Friday, December 2, 2011

Advice You Never Asked For

Nobody asked me - not a single one of you! - but I've decided to offer it to you anyway. I'm going to share my thoughts on what I think has helped my own marriage.

1. Shared values are more important than shared activities

I love to read (I am a confirmed bibliovore/bibliomaniac). I am sedentary and prefer solitude. I almost always have a creative pursuit on the go. I like to "nest," adding little bits of comfort and beauty to our home. I like to spend money and enjoy luxury. I am impulsive and make even big decisions, like buying a house, based on gut instinct after a minimal amount of research

Steve loves to get out into the fresh air - running, hiking, biking, skiing. Steve likes to get together with groups both large and small. He likes home-improvement tasks (much to my delight). Steve is frugal (some might say stingey) and would probably have a million dollars in the bank if I weren't in the picture. He is happy to live in a minimalist environment and would still buy his entire wardrobe at Salvation Army if I let him. Steve is deliberate and usually needs to "sleep on it" before he makes a big decision.

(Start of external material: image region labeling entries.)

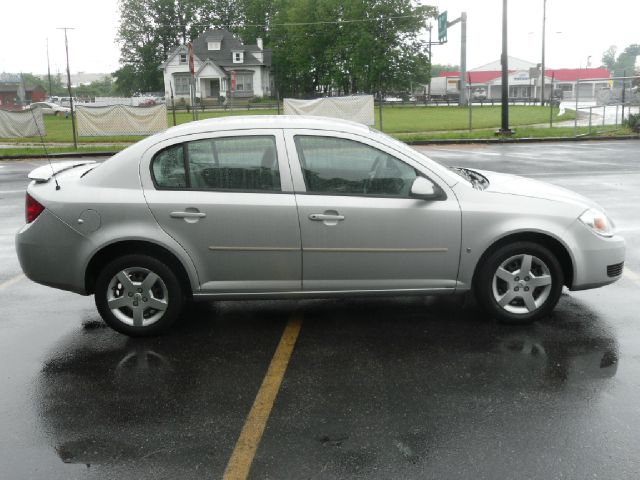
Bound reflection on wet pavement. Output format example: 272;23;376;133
36;297;618;478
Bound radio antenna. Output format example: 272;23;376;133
29;107;60;190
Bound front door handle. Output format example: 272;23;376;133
169;212;207;218
309;213;344;222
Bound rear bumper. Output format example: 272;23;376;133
15;209;88;295
570;222;625;290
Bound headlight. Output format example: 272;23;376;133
579;208;615;237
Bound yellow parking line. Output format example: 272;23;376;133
0;273;24;290
223;315;302;480
624;265;640;285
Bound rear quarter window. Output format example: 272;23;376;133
152;145;187;188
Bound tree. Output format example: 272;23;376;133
114;0;436;95
602;43;640;77
271;0;435;96
431;63;460;77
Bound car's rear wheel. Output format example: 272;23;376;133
474;242;563;323
95;255;184;336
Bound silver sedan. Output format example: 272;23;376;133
16;116;625;335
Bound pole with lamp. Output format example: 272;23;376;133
540;0;547;107
498;0;513;135
58;27;78;150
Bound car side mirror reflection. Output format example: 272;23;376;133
411;177;446;200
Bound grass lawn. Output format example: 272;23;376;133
0;106;574;144
375;105;575;133
0;125;633;158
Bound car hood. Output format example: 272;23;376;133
474;169;602;210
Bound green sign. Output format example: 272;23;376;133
438;10;447;42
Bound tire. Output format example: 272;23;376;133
474;242;564;324
95;254;184;337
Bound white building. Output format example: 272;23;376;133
441;57;611;100
161;30;273;103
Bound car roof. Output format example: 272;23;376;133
156;115;369;140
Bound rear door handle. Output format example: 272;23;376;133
309;213;344;222
169;212;207;218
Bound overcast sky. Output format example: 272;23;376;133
0;0;640;73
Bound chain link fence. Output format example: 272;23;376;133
0;108;46;138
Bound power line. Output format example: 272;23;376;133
151;15;425;28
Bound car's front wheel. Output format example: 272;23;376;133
475;242;563;323
95;254;184;336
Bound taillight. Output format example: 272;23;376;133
25;193;44;223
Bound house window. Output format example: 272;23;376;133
236;73;253;92
174;75;189;95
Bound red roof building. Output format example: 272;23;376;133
432;61;611;100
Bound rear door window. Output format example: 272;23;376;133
295;135;417;197
187;135;281;191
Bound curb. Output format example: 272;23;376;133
0;150;118;162
0;135;640;161
408;135;640;145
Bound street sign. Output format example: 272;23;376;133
438;10;447;42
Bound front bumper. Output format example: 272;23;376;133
15;209;88;295
568;222;625;290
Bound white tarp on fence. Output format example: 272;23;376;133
77;105;167;137
284;95;375;125
0;108;46;138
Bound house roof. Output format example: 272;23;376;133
165;30;271;68
0;83;43;93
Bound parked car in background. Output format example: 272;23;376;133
16;116;625;335
25;102;71;117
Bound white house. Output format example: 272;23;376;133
160;30;272;103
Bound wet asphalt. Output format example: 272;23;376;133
0;141;640;479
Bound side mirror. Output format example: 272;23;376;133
411;177;447;200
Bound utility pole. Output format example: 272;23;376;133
460;12;470;105
58;27;78;150
540;0;547;107
438;12;467;106
498;0;513;135
425;24;433;103
47;37;53;97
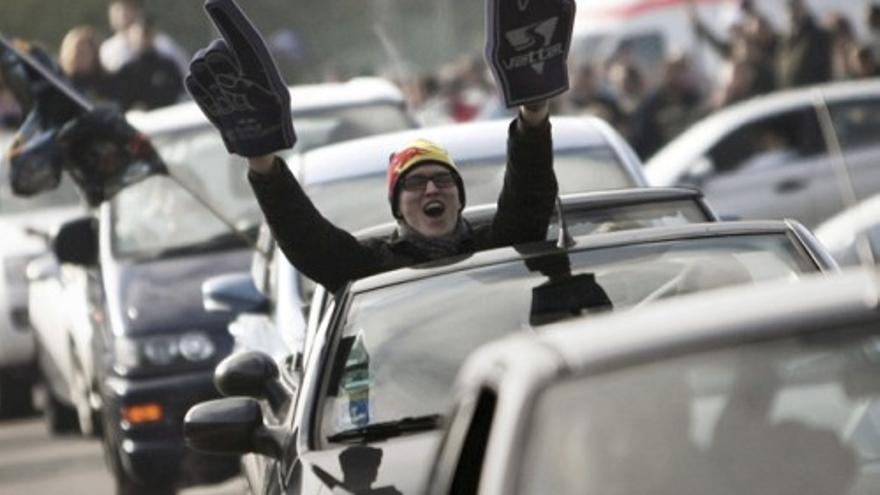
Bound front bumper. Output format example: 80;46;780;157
103;370;239;486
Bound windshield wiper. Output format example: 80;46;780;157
327;414;442;442
151;229;255;258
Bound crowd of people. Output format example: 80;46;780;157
405;0;880;158
0;0;880;162
0;0;189;127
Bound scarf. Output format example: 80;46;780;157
397;217;473;260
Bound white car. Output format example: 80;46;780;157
815;194;880;266
645;79;880;227
0;175;84;417
28;78;416;434
424;270;880;495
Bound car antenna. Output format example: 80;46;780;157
814;89;880;306
556;196;576;249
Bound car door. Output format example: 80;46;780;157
691;107;825;225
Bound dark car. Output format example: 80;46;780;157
430;270;880;495
217;187;717;361
184;222;836;494
48;176;255;493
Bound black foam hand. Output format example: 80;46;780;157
486;0;575;108
185;0;296;157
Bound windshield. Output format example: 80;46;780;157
547;200;712;239
322;234;816;436
305;147;636;232
518;327;880;495
293;103;414;153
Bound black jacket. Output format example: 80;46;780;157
248;116;558;291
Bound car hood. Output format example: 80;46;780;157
300;430;441;494
111;249;252;335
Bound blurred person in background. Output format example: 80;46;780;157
632;54;703;159
58;25;117;102
865;2;880;60
847;46;880;79
115;19;184;110
827;14;859;80
565;63;623;128
100;0;189;74
708;60;757;111
688;0;776;97
608;61;645;141
777;0;832;88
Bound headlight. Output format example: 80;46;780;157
177;332;216;363
114;331;217;370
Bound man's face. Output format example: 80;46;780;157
108;2;137;32
398;163;461;239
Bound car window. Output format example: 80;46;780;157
305;147;636;232
145;102;413;232
708;108;825;175
322;234;816;436
516;326;880;495
0;174;82;215
293;102;414;153
110;175;257;258
831;99;880;151
547;200;712;239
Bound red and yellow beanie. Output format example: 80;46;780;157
388;139;464;218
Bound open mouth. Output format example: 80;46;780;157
422;201;446;218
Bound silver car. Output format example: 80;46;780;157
430;272;880;495
645;80;880;227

If you put us each on e-Harmony, we'd probably still be single.


We both consider the following to be in the top ten of our values* (the things that are important to us), though we may put them in slightly different order:
  • good, hard work
  • our children's welfare, safety, security
  • honesty, personal integrity
  • gut instinct or conscience or inner voice
  • intellectual growth
  • fun, humour, playfulness
  • healthy meals together, good food
  • courtesy, etiquette, kindness
These values influence every decision we make (both big and small) and every action we take (or don't take). Sharing these values reduces the friction or conflict in our relationship because whenever we come to a fork in the road, we view things from a shared perspective.

Shared activities, hobbies or interests, while they build happy memories together, don't necessarily have the same power. And what if one or the other moves onto a new sphere of interest? How does the relationship adapt?

2. Little things add up. 

Never, ever underestimate the small, seemingly inconsequential actions that touch your beloved. Whenever I head to the kitchen for a glass of wine or water, I ask Steve if he would like one, too. Every time. When Steve gets up in the morning (an hour or so before I do), he takes care not to disturb me as I drift into light sleep before my day begins; he is a ninja in the dark. He puts the toilet seat down, the toothpaste lid on. I try (really, I do!) to put my shoes away when I come home. 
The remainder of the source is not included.